Hubungan antara manusia dengan Allah
sejatinya adalah hubungan antara raja (al-malik) dan hamba (al-’abd).
Raja memiliki hak penuh untuk melakukan apa saja sesuai kehendanya. Sedangkan
hamba harus mmemberikan seluruh hidupnya untuk mengabdi kepada raja.
Hubungan ini dibuktikan dengan fungsi
utama penciptaan manusia, yaitu hanya untuk beribadah (mengabdi) kepada Allah
(QS. 51:56). Istilah ’ibadah, dengan demikian, digunakan untuk menyebut
fungsi utama manusia kaitannya dengan hubungannya dengan Allah tersebut.
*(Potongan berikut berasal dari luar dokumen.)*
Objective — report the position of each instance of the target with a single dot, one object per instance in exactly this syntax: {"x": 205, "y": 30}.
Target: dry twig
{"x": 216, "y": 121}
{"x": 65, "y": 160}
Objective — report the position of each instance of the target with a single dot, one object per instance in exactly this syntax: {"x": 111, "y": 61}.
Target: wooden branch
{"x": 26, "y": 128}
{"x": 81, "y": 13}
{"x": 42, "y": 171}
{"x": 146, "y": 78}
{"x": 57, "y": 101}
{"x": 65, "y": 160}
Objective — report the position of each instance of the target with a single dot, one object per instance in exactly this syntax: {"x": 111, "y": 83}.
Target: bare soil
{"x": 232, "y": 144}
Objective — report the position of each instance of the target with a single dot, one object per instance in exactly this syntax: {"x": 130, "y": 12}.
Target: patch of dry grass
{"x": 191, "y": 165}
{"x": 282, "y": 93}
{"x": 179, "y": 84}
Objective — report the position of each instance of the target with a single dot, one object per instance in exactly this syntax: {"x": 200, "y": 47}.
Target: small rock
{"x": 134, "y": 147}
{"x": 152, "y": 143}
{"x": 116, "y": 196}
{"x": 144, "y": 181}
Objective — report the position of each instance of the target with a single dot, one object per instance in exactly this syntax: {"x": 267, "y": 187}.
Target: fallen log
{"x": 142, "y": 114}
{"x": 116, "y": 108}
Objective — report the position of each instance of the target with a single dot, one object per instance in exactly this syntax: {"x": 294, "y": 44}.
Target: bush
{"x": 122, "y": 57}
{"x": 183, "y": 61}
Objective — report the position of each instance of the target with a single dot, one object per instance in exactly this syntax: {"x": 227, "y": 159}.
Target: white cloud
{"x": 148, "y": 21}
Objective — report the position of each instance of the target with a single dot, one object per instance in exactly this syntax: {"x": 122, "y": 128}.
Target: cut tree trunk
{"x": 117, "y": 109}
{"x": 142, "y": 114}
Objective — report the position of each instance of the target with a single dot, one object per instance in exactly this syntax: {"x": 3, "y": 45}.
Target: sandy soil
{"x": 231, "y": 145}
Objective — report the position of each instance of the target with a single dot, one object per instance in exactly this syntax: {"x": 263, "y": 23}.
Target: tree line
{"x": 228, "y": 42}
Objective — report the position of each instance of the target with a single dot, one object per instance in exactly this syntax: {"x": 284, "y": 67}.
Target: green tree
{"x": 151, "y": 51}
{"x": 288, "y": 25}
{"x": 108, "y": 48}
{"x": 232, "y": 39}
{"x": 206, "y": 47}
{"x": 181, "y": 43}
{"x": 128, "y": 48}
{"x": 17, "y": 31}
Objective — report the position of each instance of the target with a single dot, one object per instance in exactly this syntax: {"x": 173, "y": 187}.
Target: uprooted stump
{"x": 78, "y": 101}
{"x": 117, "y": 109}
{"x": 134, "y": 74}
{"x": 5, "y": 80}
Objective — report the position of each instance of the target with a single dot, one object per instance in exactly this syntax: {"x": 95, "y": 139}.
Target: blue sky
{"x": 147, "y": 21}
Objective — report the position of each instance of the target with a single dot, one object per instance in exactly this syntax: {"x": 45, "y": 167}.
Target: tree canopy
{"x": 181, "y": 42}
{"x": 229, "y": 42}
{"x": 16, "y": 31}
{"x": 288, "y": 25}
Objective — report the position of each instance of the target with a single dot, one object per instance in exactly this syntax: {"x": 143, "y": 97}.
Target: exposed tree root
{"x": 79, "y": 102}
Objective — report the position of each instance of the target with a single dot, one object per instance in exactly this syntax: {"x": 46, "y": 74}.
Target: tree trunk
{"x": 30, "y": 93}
Pengabdian kepada Allah merupakan
pengabdian secara menyeluruh. Mencakup dimensi lahiriyah maupun batiniyah.
Tegasnya, seluruh pekerjaan manusia merupakan manifestasi pengabdiaanya
(ibadah) kepada Allah, baik pekerjaan dalam bentuk ’ibadah mahdlah
(ritual) maupun berkaitan dengan hubungan dengan sesama manusia (mu’amalah).
Terdapat tiga pilar yang harus
diperhatikan manusia untuk memaksimalkan fungsi utama penciptaannya tersebut,
yaitu rasa hubb (cinta), khauf (takut), dan raja’ (harap).
Hanya dengan menyeimbangkan ketiga pilar tersebut manusia akan mampu melakukan
ibadah secara sempurna.
Pertama, rasa cinta merupakan pilar paling penting,
karena hanya rasa cinta yang mampu menjadi motivasi terbesar bagi manusia untuk
melakukan apa saja. Seseorang bisa melakukan suatu pekerjaan yang besar dan
tidak rasional sekalupun hanya untuk memikan hati kekasihnya.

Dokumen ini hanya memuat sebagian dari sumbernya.